Amina Salhi
22 Décembre 2003
L'Office national des chemins de fer se transformera en société anonyme appelée "la Société marocaine des chemins de fer".
Un projet de loi stipulant ce changement et organisant le réseau ferroviaire, sa gestion et son exploitation vient en effet d'être adopté par le dernier conseil de gouvernement. Cette disposition s'inscrit, selon le gouvernement, dans le cadre de la politique visant à promouvoir le secteur du transport en général et à mettre en place un nouveau cadre légal pour le transport ferroviaire en vue de libéraliser la gestion de certaines activités ferroviaires, de s'ouvrir sur l'initiative privée, de renforcer la compétitivité, d'améliorer la qualité des services offerts et de réduire leur coût.
Mais dans les faits, qu'en est-il exactement? Eh bien, l'ONCF qui a fait actuellement le monopole de la gestion et de l'exploitation de l'activité ferroviaire, devra pouvoir, conformément à cette nouvelle loi, se dessaisir de certaines de ses activités au profit d'opérateurs privés. En effet, cette nouvelle loi va permettre à tout opérateur privé, marocain ou étranger, de construire et /ou d'exploiter la voie ferrée.
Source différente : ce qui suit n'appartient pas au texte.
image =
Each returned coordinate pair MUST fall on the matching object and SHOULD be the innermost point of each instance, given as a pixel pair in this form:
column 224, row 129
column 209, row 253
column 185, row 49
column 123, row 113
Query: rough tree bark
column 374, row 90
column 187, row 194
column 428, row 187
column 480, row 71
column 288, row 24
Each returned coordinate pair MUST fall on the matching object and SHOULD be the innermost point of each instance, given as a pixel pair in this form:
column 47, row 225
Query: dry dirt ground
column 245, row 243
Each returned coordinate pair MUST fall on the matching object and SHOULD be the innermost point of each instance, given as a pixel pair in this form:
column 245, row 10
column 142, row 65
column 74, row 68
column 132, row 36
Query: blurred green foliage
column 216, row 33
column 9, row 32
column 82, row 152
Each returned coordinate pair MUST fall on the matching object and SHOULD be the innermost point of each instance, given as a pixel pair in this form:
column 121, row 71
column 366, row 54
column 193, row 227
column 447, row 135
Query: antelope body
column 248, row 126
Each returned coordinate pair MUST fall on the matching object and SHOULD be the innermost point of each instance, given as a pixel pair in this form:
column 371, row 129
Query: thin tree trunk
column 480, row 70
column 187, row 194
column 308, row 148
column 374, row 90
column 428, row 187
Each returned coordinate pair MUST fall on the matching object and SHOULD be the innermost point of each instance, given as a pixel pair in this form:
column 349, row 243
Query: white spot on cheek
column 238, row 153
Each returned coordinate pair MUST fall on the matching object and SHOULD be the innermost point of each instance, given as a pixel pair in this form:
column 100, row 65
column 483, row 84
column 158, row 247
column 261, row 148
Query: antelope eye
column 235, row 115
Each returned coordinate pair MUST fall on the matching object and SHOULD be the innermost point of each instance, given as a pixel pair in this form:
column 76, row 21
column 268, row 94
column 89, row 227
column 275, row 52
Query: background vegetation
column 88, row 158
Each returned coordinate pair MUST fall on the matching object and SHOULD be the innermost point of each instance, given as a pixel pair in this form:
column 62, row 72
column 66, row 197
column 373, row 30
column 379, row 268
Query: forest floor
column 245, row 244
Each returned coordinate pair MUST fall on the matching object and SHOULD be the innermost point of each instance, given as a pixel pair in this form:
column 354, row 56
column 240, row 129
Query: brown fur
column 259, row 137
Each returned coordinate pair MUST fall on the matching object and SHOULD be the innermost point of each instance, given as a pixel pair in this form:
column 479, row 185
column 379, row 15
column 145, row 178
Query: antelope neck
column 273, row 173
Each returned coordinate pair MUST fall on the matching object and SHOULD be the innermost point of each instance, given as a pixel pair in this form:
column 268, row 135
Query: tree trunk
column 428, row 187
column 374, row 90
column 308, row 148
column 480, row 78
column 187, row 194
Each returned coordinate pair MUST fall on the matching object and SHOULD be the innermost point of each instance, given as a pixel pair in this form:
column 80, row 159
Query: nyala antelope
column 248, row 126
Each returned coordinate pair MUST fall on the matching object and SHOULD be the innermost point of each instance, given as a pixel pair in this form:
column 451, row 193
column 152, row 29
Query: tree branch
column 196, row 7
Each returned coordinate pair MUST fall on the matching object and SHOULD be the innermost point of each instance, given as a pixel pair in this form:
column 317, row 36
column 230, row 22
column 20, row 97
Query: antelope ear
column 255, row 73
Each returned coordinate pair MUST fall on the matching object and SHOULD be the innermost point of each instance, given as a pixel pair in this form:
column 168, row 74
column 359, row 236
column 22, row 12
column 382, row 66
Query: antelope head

Cependant, cette ouverture n'est valable que pour la construction et/ou l'exploitation de nouvelles lignes ferroviaires. La Société marocaine des chemins de fer (SMCF) gardera le monopole sur le réseau existant dont elle devra gérer l'exploitation et la maintenance pendant une durée limitée de 35 ans, à partir de la date d'entrée en vigueur de ladite loi. Cette dernière devra, bien entendu, passer par le circuit habituel, à savoir le conseil des ministres, les deux chambres parlementaires et l'inscription au bulletin officiel avant son adoption définitive.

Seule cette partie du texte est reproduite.